Créées par les plus grands artistes et architectes de l’époque titiste, ces oeuvres sont implantées sur les lieux d’exécution de masse, sur des champs de bataille, sur d’anciens camps de concentration de la Seconde Guerre mondiale ou sur des lieux symboliques pour le parti communiste. On en trouve dans chaque ville et village, parfois en rase campagne. Il peut s’agir de simples plaques commémoratives, de bustes, mais les plus réputées sont des œuvres architecturales colossales, réalisées dans un style très abstrait.
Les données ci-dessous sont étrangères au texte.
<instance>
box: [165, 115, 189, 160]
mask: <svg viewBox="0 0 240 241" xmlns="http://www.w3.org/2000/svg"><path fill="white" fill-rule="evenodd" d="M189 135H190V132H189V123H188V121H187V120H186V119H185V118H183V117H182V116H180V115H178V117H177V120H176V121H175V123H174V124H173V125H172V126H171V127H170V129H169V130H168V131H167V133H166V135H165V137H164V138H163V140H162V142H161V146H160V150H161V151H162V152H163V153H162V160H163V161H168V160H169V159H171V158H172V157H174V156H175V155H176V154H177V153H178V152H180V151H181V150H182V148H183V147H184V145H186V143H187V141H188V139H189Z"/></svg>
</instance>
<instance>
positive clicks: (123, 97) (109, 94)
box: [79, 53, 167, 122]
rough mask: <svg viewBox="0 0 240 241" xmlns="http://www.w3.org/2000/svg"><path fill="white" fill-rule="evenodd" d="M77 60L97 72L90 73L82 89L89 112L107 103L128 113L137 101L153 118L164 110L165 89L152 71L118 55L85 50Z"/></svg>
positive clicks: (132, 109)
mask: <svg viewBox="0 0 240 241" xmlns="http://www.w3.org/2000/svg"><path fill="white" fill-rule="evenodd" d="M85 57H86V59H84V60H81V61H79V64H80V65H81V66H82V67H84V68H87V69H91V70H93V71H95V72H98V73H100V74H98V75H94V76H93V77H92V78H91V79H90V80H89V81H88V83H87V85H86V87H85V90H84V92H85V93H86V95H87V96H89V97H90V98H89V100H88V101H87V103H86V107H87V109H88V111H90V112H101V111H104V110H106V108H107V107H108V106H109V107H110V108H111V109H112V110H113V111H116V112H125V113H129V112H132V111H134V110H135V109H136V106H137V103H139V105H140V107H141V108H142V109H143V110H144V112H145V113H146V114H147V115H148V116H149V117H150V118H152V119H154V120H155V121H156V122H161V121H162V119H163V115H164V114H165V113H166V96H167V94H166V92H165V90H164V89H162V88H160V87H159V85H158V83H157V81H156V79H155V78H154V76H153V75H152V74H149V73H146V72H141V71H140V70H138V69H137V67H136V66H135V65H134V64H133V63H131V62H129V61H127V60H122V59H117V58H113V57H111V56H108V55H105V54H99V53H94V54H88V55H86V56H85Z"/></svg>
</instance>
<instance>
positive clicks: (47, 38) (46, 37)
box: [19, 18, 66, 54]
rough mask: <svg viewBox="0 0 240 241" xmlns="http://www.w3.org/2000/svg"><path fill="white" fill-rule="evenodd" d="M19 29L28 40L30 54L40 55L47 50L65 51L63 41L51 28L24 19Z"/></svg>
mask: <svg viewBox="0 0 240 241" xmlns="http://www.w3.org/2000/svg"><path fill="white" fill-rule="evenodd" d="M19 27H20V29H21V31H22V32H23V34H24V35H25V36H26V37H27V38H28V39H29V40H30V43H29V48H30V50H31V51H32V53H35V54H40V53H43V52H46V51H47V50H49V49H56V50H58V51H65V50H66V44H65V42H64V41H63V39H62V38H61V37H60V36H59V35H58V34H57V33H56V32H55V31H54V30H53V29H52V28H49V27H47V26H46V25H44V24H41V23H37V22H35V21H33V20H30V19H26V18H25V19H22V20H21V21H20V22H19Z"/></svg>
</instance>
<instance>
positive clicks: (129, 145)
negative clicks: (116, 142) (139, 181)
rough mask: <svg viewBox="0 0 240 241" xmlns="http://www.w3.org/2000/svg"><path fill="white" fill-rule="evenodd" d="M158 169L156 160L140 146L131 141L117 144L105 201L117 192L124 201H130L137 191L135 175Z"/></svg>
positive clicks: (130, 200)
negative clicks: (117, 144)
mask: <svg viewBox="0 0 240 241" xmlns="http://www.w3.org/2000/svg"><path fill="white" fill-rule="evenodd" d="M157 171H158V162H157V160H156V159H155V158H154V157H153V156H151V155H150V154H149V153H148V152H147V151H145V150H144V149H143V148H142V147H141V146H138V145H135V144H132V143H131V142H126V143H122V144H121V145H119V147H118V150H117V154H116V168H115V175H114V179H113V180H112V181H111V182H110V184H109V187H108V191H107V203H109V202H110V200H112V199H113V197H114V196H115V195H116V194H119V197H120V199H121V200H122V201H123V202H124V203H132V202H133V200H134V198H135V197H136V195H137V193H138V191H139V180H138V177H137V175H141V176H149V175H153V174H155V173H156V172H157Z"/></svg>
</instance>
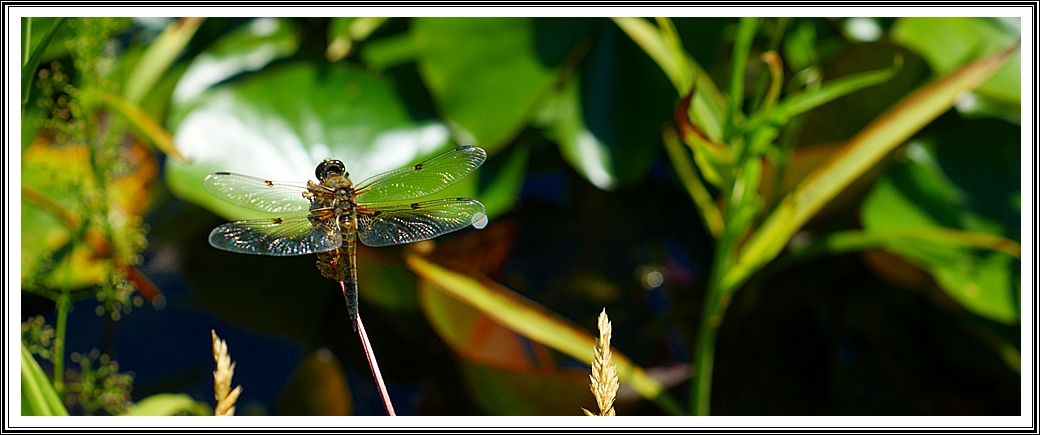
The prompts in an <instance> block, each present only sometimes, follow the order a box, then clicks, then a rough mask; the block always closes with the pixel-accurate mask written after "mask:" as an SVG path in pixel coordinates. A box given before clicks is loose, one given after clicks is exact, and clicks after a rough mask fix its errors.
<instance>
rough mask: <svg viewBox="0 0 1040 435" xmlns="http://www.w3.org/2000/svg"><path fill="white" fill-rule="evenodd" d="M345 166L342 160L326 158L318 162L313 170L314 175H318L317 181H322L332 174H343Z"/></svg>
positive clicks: (317, 175)
mask: <svg viewBox="0 0 1040 435" xmlns="http://www.w3.org/2000/svg"><path fill="white" fill-rule="evenodd" d="M345 175H346V167H344V165H343V162H342V161H339V160H336V159H333V158H327V159H324V161H322V162H320V163H318V168H317V169H315V170H314V176H315V177H318V181H321V182H324V181H326V180H328V179H329V177H332V176H345Z"/></svg>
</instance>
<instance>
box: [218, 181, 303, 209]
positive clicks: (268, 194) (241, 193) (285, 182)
mask: <svg viewBox="0 0 1040 435" xmlns="http://www.w3.org/2000/svg"><path fill="white" fill-rule="evenodd" d="M202 185H203V187H205V188H206V191H209V193H210V194H211V195H213V196H214V197H216V198H219V199H222V200H225V201H227V202H229V203H232V204H234V205H237V206H239V207H245V208H250V209H253V210H258V211H266V212H268V213H292V212H296V211H307V209H308V208H309V207H310V205H311V202H310V200H308V199H307V198H305V197H304V193H306V191H307V190H308V189H307V184H305V183H291V182H285V181H269V180H264V179H262V178H256V177H250V176H248V175H241V174H231V173H226V172H218V173H213V174H210V175H207V176H206V179H205V180H203V183H202Z"/></svg>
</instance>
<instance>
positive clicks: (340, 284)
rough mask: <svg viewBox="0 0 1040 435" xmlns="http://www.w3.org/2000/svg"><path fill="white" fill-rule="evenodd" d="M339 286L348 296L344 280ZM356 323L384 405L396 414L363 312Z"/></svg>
mask: <svg viewBox="0 0 1040 435" xmlns="http://www.w3.org/2000/svg"><path fill="white" fill-rule="evenodd" d="M339 287H340V288H342V289H343V297H346V285H345V284H343V281H340V282H339ZM355 325H356V326H357V329H358V337H360V338H361V347H362V348H364V350H365V358H366V359H368V366H369V367H370V368H371V369H372V378H373V379H375V386H376V388H378V389H379V390H380V396H382V398H383V406H384V407H386V409H387V415H390V416H396V415H397V413H395V412H394V411H393V403H391V402H390V393H389V392H387V386H386V383H384V382H383V375H382V374H380V364H379V362H376V361H375V352H372V343H370V342H369V341H368V333H367V332H365V324H363V323H362V322H361V313H358V319H357V322H356V324H355Z"/></svg>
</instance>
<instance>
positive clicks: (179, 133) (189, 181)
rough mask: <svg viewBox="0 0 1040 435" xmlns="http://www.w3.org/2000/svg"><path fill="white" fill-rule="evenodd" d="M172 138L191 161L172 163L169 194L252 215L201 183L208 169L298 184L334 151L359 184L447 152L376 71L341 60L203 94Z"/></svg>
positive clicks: (465, 188)
mask: <svg viewBox="0 0 1040 435" xmlns="http://www.w3.org/2000/svg"><path fill="white" fill-rule="evenodd" d="M175 142H176V143H177V144H178V146H179V147H180V149H181V151H182V152H183V153H184V154H185V156H187V158H188V160H189V161H188V162H187V163H178V162H176V161H173V160H167V162H166V168H167V172H166V178H167V182H168V185H170V188H171V190H172V191H174V193H175V194H177V195H179V196H181V197H182V198H185V199H187V200H189V201H191V202H194V203H197V204H200V205H202V206H204V207H207V208H209V209H211V210H213V211H215V212H217V213H219V214H222V215H224V216H226V217H229V219H246V217H251V216H258V215H259V214H258V213H257V212H250V211H248V210H244V209H242V208H240V207H236V206H233V205H231V204H227V203H225V202H224V201H220V200H218V199H216V198H215V197H212V196H210V195H209V194H208V193H206V191H205V190H204V189H203V188H202V180H203V178H205V176H206V175H207V174H209V173H213V172H217V171H228V172H236V173H241V174H246V175H252V176H257V177H263V178H266V179H271V180H286V181H300V182H302V181H305V180H308V179H314V168H315V165H316V164H317V163H318V162H320V161H321V159H323V158H327V157H333V158H338V159H340V160H343V161H344V162H345V163H346V167H347V171H348V172H349V173H350V177H352V179H353V180H355V181H356V182H358V181H361V180H364V179H365V178H367V177H369V176H372V175H375V174H379V173H382V172H385V171H390V170H393V169H397V168H400V167H404V165H407V164H409V163H412V162H415V161H417V160H420V159H422V158H424V157H428V156H430V155H432V154H434V153H436V152H438V151H442V150H443V149H444V148H445V146H446V144H447V130H446V129H445V128H444V127H443V126H441V125H438V124H424V125H420V124H416V123H414V122H412V120H411V118H410V117H409V114H408V112H407V110H406V109H405V106H404V104H402V103H401V102H400V100H399V99H398V97H397V95H396V94H395V93H394V91H393V88H392V87H391V85H390V83H388V82H387V81H385V80H383V79H381V78H379V77H376V76H373V75H371V74H369V73H365V72H362V71H359V70H356V69H350V68H347V67H343V66H339V65H334V66H330V67H329V68H328V69H326V70H323V71H319V70H318V69H317V68H316V67H313V66H310V65H302V63H295V65H287V66H283V67H279V68H276V69H268V70H265V71H262V72H260V73H256V74H254V75H252V76H250V77H249V78H246V79H244V80H242V81H239V82H234V83H229V84H226V85H220V86H218V87H215V88H213V89H211V91H210V92H208V93H206V94H204V95H203V97H201V100H200V101H199V102H198V103H197V104H193V105H192V107H191V108H190V110H189V111H188V112H187V113H186V114H185V116H184V119H183V121H181V123H180V125H179V126H178V127H177V130H176V132H175ZM470 178H475V177H467V180H469V179H470ZM460 185H461V186H460ZM457 186H458V187H457ZM474 188H475V180H470V181H469V182H465V181H464V182H463V183H459V184H457V185H456V186H452V187H450V188H449V189H453V190H451V191H446V193H444V196H445V197H447V196H475V195H472V194H473V193H474V190H473V189H474Z"/></svg>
Ces œuvres font la fierté des uns comme elles exacerbent les tensions dans les zones les plus nationalistes. Depuis 2012, le photographe italien Alberto Campi parcourt les Balkans pour recenser ces géants de béton, d’aluminium, de bronze ou encore de granit, dans le cadre de son projet +38. En Serbie, en Bosnie-Herzégovine et en Croatie, il s’intéresse notamment aux mémoriaux endommagés.
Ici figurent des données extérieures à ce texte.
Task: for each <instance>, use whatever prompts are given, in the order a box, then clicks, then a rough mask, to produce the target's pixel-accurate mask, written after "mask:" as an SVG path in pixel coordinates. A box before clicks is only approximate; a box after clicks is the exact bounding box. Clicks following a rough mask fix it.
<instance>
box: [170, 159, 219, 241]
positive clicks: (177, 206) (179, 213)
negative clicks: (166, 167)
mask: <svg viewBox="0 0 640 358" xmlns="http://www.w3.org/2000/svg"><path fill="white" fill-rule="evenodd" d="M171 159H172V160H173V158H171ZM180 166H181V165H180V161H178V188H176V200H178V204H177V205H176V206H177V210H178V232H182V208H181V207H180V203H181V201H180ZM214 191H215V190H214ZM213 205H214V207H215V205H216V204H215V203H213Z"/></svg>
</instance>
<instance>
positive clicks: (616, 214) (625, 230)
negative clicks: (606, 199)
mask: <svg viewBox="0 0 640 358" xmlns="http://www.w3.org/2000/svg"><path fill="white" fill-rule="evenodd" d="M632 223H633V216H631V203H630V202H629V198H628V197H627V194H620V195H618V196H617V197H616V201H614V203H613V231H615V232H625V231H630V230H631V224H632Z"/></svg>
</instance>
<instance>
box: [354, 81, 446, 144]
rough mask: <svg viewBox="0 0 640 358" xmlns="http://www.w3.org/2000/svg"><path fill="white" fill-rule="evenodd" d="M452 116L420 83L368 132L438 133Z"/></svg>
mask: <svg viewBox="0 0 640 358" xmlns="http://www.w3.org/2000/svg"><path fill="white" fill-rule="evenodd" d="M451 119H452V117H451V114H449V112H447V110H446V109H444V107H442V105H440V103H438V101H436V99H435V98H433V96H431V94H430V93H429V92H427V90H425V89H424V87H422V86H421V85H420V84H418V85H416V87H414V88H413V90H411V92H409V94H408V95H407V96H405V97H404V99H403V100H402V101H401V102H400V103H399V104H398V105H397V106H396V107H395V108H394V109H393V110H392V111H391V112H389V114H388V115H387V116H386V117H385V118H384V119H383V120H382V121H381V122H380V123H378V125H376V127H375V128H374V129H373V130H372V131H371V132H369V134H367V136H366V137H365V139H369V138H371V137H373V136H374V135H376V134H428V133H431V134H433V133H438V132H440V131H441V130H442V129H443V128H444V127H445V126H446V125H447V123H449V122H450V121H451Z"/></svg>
Certains sont dans un piteux état, malgré leur importance historique. Lors de la guerre de dislocation de la Yougoslavie, dans les années 1990, ces monuments symbolisant l’idéal d’unité et de fraternité yougoslave ont été pris pour cible. Difficile de savoir combien il en reste précisément aujourd’hui. Face aux enjeux mémoriels, des historiens des Balkans ont initié récemment un projet de recherches transfrontalier, intitulé les « Monuments (in)appropriés ». Un véritable tournant.

Cette nouvelle génération de chercheurs, d’historiens ou architectes, élaborent une base de données régionale pour recenser les milliers de vestiges, afin de mieux les préserver. « Certains ont été endommagés pour différentes raisons. D’un côté, pour des raisons économiques. Des personnes en grande précarité peuvent gagner de l’argent en volant les matériaux recyclables comme le cuivre », détaille l’historienne de l’art Vladana Putnik Prica, à l’université de Belgrade en Serbie. « D’un autre côté, il y a une négligence globale de notre société envers ces monuments, car il y a une tendance révisionniste de l’histoire, qui remet en question les partisans et les communistes, qui considère que l’époque communiste était mauvaise pour notre société ».
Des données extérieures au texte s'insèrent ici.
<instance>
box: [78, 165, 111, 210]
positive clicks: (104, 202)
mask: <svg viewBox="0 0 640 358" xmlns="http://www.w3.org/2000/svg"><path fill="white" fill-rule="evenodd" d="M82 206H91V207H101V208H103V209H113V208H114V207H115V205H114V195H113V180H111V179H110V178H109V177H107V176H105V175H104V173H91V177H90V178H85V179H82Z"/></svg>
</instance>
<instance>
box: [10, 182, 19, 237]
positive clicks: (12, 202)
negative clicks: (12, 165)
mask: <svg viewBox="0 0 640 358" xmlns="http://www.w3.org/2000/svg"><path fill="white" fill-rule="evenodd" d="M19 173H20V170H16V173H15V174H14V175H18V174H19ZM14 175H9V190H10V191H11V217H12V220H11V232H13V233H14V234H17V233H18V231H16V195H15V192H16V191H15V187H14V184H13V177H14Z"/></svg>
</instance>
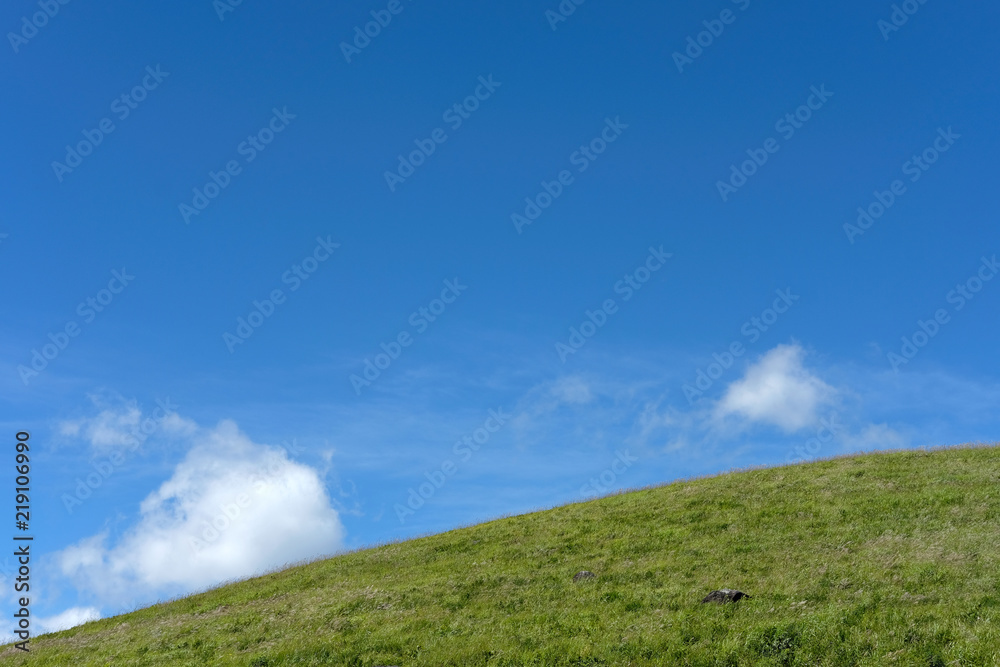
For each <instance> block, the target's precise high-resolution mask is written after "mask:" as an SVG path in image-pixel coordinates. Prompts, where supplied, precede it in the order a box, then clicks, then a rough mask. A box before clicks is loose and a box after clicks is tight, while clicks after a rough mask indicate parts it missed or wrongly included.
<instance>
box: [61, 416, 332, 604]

Dans les zones des Balkans où le nationalisme est fort, ces vestiges d’une utopie socialiste sont au cœur de tensions politiques. Dans le village d’Ostra, au cœur de la Serbie, une église orthodoxe a été construite devant le mémorial, laïc, cachant en partie l’immense sculpture en aluminium créée par le sculpteur Miodrag Živković.

A l’est de la Croatie, une bataille idéologique se livre autour du monument aux morts de Jasenovac, bâti sur un ancien camp de concentration considéré comme l’« Auschwitz croate » et représentant une gigantesque fleur de pierre. Depuis trois ans, les associations juives, antifascistes, les minorités serbes ou roms, refusent de commémorer la libération du camp avec le gouvernement de droite nationaliste. Elles lui reprochent sa passivité face aux tendances révisionnistes en Croatie. En 2016, l’installation d’une plaque par une association d’anciens paramilitaires, reprenant le slogan des oustachis pronazis « Za dom Spremni », « Prêts pour la patrie », a mis le feu aux poudres. La plaque a été éloignée du site, mais le gouvernement ne l’a pas interdite.

En Bosnie-Herzégovine, près de la commune de Prozor, un inconnu a fait exploser le plus grand mémorial de la zone à la dynamite, en 2000. Cette sculpture antifasciste représentait un immense poing levé blanc. Il ne reste que le squelette de l’œuvre et des blocs de béton retombés tout autour. « Quand nous avons perdu ce monument, nous avons tout perdu. Nous avons perdu notre dignité », s’emporte un habitant, nostalgique de la Yougoslavie. « Economiquement aussi, on y perd. On aurait pu avoir des touristes ».

Fait nouveau, ces oeuvres hors normes attirent de plus en plus l’attention des touristes internationaux. Leurs photographies deviennent virales sur les réseaux sociaux. Au printemps 2018, l’agence américaine Atlas Obscura a même lancé son premier circuit touristique autour des spomeniks, entre Belgrade, Zagreb et Sarajevo. Une nouvelle forme de « tourisme noir » assumé.